IF 2.6 4区 医学 Q2 INFECTIOUS DISEASES Pub Date : 2026-03-24 DOI: 10.3390/tropicalmed11040088
Ariel Torres, Gisselle Trujillo, José Daniel Sánchez

Drug-resistant tuberculosis (DR-TB) represents a major public health threat, particularly in the prisons of Latin America and the Caribbean, where rates are up to 40 times higher than those observed in the general population. These facilities act as community amplifiers due to overcrowding, poor ventilation, diagnostic delays, and treatment discontinuity. This study offers a critical reflection on the magnitude, determinants, and implications of DR-TB in regional penitentiary contexts. A reflective analytical review was conducted in PubMed, Scopus, Web of Science, SciELO, and LILACS, complemented by WHO and PAHO reports, prioritising studies from 2019 to 2024. The findings reveal MDR-TB and pre-extensively drug-resistant (pre-XDR) outbreaks in Peru, Paraguay, and the Dominican Republic, as well as community transmission linked to prisons in Brazil and Colombia. Persistent gaps remain in systematic screening, drug susceptibility testing coverage, and post-release follow-up. Scientific production continues to be uneven and predominantly biomedical, with limited consideration of social and human rights determinants. DR-TB in prisons reflects the structural deficiencies of health and justice systems; its control requires intersectoral policies, genomic surveillance, and strategies that ensure early diagnosis, treatment continuity, and dignified detention conditions.

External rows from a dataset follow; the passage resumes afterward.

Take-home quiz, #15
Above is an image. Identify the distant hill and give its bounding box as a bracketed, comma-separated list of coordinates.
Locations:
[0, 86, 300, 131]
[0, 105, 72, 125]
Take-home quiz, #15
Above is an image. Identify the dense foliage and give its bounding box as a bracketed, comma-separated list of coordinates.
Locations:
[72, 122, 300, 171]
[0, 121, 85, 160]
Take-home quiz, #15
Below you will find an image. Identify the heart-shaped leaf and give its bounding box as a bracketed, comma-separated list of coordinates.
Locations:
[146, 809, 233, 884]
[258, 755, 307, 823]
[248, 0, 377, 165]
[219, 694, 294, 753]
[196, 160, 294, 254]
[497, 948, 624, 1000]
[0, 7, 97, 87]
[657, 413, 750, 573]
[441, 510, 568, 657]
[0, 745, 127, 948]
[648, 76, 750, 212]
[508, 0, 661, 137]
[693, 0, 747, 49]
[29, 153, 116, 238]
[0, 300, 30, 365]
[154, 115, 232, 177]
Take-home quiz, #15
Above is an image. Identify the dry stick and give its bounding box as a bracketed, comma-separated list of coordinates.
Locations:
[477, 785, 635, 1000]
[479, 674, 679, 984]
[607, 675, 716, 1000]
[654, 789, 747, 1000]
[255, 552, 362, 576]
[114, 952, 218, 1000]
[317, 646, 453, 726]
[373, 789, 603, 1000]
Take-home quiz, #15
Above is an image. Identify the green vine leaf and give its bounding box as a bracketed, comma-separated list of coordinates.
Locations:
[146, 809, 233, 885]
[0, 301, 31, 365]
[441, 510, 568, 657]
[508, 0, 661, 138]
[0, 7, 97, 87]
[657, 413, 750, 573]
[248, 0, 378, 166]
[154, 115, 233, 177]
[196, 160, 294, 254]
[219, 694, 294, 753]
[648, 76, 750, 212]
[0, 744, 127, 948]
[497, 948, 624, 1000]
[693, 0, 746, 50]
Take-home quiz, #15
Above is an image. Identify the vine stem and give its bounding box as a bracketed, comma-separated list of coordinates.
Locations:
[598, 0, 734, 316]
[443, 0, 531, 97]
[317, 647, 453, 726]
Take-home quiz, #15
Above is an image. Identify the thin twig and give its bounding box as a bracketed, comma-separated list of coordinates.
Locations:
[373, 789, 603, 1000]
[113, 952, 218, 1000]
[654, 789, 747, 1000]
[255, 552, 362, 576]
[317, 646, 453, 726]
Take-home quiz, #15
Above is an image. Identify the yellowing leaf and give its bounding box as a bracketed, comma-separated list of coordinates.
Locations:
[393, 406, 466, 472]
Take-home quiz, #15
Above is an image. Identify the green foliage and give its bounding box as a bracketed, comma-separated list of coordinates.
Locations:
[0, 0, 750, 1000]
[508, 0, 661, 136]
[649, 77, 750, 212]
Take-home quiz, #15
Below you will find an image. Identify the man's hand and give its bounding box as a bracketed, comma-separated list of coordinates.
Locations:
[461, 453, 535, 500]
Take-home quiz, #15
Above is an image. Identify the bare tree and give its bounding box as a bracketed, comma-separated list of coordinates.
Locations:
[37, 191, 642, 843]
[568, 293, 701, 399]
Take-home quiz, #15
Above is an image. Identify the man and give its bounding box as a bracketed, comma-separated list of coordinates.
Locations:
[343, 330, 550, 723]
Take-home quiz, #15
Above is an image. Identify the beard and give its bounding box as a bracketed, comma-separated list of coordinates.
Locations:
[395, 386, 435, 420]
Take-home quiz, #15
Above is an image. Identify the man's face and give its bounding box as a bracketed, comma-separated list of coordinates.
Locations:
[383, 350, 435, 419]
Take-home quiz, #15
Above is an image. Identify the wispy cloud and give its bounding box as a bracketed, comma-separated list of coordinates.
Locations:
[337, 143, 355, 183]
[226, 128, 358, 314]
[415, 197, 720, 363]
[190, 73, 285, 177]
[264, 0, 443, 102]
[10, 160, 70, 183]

耐药结核病是一个重大的公共卫生威胁,特别是在拉丁美洲和加勒比的监狱中,那里的发病率比一般人群中观察到的发病率高出40倍。由于过度拥挤、通风不良、诊断延误和治疗不连续性,这些设施发挥了社区放大器的作用。这项研究提供了一个重要的反思的规模,决定因素和影响耐药结核病在区域监狱环境。在PubMed、Scopus、Web of Science、SciELO和LILACS上进行了一项反思性分析审查,并辅以世卫组织和泛美卫生组织的报告,对2019年至2024年的研究进行了优先排序。调查结果显示,在秘鲁、巴拉圭和多米尼加共和国暴发了耐多药结核病和广泛耐药前疫情,在巴西和哥伦比亚也发生了与监狱有关的社区传播。在系统筛查、药敏试验覆盖率和放行后随访方面仍然存在差距。科学生产仍然不平衡,主要是生物医学生产,对社会和人权决定因素的考虑有限。监狱中的耐药结核病反映了卫生和司法系统的结构性缺陷;控制疟疾需要部门间政策、基因组监测和确保早期诊断、治疗连续性和有尊严的拘留条件的战略。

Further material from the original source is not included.